Poor Lily Trevino (Barbie Ferreira) is a people pleaser, a girl who will bend over as far backwards as she can to help out others, especially her terrible father. Despite trying to date and have friends, Lily really has no one else other than her awful father, we will call him Dad-Bob (French Stewart) for the purposes of separating the two characters. And Dad-Bob gives a damn about one thing only: which silver-fox woman among many different choices he should exclusively date with the intention of “locking it down”, meaning I guess either getting a ring or getting laid. With Dad-Bob, either option is just as likely; gross.
Did I mention, Lily Trevino really has no-one else? She generally thinks of the woman that she acts as a live-in caretaker for, Daphne (Lauren ‘Lolo’ Spencer), as a full-time job rather than any kind of real companion, has no other friends to speak of, and Dad-Bob is simply trying to use Lily for whatever she can help him with, including being touted up for his dates. So when Lily’s attempts at wing-womaning Dad-Bob’s selected silver fox go inevitably awry and Dad-Bob blames her for the whole thing, Lily really is left all alone to cry about it while trolling the internet for attention. When suddenly, a mis-named connection presents a whole realm of possibilities.
Bob Trevino (John Leguizamo) is a good man, also a people pleaser but in a smilingly resigned kind of way, especially when his wife Jeanie (Rachel Bay Jones), immersed in her artistic obsession of scrapbooking, gently insists on expensive and fancy paper for her creative things. Bob is a lonely person too, despite being surrounded by others mostly at his construction management job, he and Jeanie haven’t really connected since the passing of their infant son some time ago. Jeanie even made a whole scrapbook for their baby boy, but Bob can’t bring himself to look at it or even talk to her, or anyone else really, about his very real loss as a father, and as a human in general. So when another Trevino starts messaging him about possibly being related after Bob ‘liked’ some of her memorabilia photos, threads of human connection begin to form, for once kind and nonjudgmental.
In an act of desperation due to a badly leaking toilet in Daphne’s place, Bob and Lily meet in person far sooner than expected, and Lily ends up apologetically introducing Bob as ‘her dad’ to Daphne while he’s pretzeled himself into the bathroom fixing the toilet – they do share the same name, after all. Lily and Bob go to lunch after and begin a series of awkward and charming get-togethers, where they exchange life stories and discover bits of what they were missing in their own lives, in each-other.

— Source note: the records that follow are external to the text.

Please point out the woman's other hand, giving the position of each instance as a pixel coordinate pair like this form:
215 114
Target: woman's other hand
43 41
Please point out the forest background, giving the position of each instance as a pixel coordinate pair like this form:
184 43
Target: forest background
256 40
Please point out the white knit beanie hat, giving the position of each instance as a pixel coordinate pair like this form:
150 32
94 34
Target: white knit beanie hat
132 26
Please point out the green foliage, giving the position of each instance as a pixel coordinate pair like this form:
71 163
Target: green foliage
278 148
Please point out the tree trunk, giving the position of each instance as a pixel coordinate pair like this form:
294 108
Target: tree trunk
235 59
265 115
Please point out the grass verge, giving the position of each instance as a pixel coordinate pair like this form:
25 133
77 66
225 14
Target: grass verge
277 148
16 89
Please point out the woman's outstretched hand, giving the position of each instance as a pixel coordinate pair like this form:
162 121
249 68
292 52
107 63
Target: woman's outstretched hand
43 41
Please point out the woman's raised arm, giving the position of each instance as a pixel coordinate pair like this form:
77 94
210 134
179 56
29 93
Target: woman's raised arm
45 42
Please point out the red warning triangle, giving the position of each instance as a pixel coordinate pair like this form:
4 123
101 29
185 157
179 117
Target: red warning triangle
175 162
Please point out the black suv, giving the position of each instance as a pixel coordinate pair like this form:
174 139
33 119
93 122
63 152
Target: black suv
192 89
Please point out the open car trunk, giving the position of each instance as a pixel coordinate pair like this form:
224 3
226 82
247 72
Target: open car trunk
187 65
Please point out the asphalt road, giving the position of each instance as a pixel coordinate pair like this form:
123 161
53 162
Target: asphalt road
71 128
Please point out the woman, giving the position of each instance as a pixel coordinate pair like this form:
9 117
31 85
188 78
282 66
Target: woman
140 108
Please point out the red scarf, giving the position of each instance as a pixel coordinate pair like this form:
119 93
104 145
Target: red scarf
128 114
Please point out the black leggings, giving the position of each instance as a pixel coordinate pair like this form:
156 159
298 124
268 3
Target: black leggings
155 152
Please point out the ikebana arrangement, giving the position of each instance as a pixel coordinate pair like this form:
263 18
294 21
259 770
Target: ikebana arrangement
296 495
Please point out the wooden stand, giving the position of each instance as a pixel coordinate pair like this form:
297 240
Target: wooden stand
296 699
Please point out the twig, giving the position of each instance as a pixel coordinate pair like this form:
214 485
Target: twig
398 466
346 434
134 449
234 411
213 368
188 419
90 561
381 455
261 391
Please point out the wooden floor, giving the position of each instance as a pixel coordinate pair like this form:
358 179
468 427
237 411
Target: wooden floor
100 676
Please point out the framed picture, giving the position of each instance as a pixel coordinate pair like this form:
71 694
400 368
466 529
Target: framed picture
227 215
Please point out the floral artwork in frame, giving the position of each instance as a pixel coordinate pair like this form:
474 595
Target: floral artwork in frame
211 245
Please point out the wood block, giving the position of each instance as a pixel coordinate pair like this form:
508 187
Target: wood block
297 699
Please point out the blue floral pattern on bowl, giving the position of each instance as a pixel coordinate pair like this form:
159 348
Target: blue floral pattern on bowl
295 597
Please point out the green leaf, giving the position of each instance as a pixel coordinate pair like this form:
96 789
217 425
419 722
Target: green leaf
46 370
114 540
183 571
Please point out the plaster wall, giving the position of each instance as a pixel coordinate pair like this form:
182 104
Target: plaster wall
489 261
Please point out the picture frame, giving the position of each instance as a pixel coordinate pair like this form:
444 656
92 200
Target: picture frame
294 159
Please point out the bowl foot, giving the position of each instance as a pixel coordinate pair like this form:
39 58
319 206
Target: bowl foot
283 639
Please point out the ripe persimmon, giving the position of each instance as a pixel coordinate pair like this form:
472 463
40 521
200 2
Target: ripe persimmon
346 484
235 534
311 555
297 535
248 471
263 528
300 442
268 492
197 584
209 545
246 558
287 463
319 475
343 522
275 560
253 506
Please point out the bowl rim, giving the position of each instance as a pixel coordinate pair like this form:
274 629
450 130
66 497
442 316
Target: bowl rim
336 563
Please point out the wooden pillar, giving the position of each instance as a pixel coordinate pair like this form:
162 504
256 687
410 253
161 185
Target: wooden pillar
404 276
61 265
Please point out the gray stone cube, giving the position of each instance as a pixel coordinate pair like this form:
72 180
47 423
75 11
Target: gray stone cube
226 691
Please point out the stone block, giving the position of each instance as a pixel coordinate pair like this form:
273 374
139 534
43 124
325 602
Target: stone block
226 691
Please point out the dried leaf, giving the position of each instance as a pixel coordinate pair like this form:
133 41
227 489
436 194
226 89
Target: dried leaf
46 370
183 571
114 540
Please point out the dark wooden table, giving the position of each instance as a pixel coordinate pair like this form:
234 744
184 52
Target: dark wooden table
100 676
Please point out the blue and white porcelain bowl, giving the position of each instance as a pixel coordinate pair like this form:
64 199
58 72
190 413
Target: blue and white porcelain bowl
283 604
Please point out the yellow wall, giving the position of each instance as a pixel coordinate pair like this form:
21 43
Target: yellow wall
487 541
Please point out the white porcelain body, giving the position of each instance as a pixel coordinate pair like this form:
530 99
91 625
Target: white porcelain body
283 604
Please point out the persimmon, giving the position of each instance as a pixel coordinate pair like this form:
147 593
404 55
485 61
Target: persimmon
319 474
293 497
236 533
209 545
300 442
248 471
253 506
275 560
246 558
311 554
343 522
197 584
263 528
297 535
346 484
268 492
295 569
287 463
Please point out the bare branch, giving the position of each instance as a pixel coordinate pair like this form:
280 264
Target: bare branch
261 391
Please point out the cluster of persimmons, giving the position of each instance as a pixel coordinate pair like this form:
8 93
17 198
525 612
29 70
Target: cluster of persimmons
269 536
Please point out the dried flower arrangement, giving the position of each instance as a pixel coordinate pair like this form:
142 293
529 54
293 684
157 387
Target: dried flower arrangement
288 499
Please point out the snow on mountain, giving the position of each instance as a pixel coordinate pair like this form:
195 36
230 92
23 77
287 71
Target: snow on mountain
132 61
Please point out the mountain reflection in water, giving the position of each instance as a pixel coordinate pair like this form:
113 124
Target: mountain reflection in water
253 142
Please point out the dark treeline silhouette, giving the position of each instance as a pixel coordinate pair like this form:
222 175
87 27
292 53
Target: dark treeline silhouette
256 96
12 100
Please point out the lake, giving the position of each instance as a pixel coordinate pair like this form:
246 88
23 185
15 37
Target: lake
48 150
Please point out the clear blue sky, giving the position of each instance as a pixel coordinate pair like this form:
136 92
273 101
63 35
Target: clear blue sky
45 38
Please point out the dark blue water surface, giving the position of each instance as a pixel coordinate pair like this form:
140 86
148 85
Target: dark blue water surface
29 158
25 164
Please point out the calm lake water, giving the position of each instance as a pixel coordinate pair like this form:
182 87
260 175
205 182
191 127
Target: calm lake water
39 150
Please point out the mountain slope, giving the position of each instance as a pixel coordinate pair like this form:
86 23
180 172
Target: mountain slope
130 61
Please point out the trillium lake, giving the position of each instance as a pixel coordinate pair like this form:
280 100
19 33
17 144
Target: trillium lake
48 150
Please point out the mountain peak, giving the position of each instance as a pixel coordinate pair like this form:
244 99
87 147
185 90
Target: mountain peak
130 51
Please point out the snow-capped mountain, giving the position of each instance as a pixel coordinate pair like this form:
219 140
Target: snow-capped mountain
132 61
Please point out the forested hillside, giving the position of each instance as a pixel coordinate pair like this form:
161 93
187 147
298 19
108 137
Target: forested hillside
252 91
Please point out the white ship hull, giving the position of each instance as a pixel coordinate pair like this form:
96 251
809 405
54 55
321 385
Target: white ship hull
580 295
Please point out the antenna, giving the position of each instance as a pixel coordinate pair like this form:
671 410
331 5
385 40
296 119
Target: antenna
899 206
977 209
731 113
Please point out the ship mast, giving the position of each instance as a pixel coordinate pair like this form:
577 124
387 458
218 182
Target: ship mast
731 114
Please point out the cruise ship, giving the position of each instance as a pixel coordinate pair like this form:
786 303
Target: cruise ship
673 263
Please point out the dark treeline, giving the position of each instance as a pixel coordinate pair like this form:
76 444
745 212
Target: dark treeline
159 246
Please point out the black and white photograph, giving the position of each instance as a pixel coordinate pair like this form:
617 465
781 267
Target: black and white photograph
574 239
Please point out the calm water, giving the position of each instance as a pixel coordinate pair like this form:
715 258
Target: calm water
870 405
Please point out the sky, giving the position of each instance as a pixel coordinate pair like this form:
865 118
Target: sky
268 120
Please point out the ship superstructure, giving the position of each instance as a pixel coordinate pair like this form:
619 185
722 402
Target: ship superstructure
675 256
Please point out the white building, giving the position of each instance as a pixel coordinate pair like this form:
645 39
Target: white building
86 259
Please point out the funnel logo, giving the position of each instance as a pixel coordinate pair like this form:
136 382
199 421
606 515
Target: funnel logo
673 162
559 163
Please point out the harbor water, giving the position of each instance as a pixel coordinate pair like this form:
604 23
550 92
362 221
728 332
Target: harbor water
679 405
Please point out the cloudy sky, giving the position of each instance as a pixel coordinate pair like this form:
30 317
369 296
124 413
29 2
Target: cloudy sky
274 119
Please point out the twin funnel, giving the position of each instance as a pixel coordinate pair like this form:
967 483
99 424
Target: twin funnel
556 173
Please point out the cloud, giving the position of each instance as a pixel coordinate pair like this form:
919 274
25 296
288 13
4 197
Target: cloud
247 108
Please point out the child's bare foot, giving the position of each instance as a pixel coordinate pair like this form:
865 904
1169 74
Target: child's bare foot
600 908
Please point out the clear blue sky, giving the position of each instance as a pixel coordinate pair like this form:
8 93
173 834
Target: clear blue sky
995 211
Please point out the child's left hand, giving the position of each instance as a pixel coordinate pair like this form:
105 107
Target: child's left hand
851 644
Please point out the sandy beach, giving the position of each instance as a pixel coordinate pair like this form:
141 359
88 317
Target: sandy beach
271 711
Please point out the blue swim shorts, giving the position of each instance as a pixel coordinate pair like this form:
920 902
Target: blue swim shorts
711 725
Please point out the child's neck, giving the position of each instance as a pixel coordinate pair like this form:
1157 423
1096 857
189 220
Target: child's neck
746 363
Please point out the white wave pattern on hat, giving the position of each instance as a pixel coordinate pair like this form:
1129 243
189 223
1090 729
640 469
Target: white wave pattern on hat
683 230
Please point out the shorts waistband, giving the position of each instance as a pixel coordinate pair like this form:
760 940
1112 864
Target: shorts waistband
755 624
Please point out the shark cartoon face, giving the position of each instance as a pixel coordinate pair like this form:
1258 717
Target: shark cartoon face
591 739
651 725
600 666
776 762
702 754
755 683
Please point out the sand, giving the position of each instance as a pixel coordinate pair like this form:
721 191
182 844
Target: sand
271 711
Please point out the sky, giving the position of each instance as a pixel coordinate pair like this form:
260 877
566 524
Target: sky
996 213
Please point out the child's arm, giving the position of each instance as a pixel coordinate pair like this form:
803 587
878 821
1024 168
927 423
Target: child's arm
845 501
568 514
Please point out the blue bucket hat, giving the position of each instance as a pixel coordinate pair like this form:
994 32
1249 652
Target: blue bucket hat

It has to be said just what an incredible job Leguizamo does in the role of Bob Trevino, at once tender and sorrowful, hesitant but compassionate, his character far more capable of being a dad than he initially thought. Leguizamo’s full range of acting is on gorgeous display in a role you wouldn’t expect to find him rocking like a boss.
Mentioning what goes on to happen to our cast of characters – Lily and her aching loneliness, Bob and his missed opportunities to be a real father figure, Dad-Bob and his self-centered petty bullsh*t, Jeanie and her repressed love for both her gone child and absent husband – would be a huge disservice to the audience. Instead, for a surprisingly genuine feel-good movie about the family we make around ourselves that has nothing at all to do with bloodlines, catch Bob Trevino Likes It now!